Back when we were the local commune, a bunch of impoverished students and post-adolescents, we often resented our prosperous, image-obsessed neighbors. What did we care? We were renting, not investing, and we could split any time we liked. We paid negligible rent in exchange for the duty to do almost all our own maintenance, but we mostly lacked the resources or the motivation to keep the place up to middle-class standards. Eventually, when our landlord sold the houses to a developer who put up a boring row of townhouses, our remaining community was displaced. Should we have been kept in a zoo, a museum to commemorate our countercultural experiment? In the event, most of us just got married and moved out to the suburbs.
Now, of course, my husband and I have fled the suburbs again, this time opting for rural rather than urban delights.
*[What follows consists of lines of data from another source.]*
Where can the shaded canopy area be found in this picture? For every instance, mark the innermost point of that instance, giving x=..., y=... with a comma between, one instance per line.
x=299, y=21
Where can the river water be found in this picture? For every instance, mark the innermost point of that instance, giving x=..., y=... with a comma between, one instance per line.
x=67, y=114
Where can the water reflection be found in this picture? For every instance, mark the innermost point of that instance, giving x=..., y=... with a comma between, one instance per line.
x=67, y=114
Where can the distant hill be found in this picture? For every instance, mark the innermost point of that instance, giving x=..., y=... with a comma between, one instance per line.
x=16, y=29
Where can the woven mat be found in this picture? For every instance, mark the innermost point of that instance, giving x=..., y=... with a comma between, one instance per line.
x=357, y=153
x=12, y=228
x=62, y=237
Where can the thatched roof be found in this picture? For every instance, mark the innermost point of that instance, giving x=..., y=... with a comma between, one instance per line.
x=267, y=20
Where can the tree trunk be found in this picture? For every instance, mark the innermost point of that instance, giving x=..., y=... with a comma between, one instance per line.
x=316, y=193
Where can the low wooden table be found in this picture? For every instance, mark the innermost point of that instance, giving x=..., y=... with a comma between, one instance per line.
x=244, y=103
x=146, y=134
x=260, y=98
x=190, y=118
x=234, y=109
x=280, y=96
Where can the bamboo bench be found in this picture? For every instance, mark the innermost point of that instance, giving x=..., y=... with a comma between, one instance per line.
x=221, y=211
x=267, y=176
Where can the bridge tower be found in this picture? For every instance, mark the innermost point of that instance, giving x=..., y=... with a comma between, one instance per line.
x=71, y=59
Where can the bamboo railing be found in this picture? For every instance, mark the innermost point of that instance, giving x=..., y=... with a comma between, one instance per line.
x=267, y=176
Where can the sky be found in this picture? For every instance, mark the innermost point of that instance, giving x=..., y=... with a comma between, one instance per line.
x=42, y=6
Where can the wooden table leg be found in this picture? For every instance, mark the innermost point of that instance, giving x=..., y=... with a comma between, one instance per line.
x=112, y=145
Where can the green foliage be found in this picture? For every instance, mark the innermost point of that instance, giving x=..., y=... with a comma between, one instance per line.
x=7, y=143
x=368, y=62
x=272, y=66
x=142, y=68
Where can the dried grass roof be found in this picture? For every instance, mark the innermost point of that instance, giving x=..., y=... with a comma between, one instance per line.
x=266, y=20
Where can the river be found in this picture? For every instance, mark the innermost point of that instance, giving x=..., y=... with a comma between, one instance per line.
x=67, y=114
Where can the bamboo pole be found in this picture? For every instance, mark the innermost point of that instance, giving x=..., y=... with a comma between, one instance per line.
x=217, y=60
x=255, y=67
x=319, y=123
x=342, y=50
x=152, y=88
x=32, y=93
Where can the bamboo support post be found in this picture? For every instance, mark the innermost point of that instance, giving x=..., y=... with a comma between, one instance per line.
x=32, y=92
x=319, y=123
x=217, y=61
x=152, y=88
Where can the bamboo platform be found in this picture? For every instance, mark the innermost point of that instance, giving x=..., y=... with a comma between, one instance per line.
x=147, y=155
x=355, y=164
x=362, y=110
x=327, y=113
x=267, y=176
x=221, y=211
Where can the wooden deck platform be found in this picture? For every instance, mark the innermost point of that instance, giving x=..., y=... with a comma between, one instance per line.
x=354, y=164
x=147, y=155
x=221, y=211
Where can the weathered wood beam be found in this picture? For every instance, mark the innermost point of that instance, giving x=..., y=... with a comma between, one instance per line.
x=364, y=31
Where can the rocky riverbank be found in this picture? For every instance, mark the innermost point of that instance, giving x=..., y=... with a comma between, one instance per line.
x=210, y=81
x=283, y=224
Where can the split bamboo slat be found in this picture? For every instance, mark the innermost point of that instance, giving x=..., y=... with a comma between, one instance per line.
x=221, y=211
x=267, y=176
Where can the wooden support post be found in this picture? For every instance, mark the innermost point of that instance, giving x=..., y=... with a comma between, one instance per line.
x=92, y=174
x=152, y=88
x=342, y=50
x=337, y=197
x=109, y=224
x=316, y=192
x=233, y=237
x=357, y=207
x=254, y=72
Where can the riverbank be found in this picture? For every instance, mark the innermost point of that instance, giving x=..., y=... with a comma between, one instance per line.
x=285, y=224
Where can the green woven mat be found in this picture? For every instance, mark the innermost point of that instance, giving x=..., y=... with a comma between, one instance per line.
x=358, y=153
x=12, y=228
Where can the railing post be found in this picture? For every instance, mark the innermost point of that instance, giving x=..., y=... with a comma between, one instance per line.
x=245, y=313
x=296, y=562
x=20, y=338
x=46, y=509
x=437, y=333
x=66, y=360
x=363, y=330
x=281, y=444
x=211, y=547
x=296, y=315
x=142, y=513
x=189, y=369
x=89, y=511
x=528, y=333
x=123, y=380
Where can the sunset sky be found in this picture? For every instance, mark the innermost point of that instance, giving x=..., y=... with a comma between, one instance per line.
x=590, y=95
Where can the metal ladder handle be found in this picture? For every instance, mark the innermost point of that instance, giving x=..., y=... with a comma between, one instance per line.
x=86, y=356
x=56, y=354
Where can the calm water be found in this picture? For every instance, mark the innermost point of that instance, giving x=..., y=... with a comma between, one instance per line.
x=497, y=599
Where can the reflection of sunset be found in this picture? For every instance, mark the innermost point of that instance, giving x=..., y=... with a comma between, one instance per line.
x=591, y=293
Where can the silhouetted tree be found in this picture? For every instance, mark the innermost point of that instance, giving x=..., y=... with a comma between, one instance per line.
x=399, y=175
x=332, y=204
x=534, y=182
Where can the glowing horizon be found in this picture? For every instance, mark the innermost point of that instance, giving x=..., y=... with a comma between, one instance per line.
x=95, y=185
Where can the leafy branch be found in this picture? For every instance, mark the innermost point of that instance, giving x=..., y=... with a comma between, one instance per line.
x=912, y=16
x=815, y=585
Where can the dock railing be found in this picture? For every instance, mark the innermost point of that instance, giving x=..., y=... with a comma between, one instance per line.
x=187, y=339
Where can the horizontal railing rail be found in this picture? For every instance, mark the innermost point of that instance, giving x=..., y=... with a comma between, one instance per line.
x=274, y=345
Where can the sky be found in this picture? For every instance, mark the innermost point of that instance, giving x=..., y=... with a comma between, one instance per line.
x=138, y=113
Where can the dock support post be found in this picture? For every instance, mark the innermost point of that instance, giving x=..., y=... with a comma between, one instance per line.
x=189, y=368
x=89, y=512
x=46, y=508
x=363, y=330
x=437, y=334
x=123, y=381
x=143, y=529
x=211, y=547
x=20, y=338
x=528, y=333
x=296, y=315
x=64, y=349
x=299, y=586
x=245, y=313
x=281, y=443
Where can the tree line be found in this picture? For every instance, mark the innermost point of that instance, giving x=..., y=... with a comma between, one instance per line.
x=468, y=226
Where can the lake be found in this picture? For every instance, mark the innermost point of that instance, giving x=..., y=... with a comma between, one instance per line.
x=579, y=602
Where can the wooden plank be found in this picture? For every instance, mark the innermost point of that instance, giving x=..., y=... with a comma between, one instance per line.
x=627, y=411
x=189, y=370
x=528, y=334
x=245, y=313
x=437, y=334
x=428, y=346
A lot of people move here to retire. The friction between the established residents and the restless newcomers has a familiar ring. It's not quite the same as the gentrification dispute, fortunately; there's very little racial or class animosity. Some of us newcomers serve as a source of constant hilarity, with our obsessive concern for the wildlife and other city-bred notions. (Half the neighborhood seems to have taken to keeping chickens, but the fresher we are from the city, the more we tend to see them as pets.) And the worm turns: I have to laugh at my discomfort every time I see a new lot cleared for development, as I cleared my own before building: if only no one else would build after we moved here! But I can't afford to buy the nearest few square miles just to ensure that all the nearby woods stay woods. So I expect in time to become a disgruntled long-established resident grumbling over the newcomers and their changes.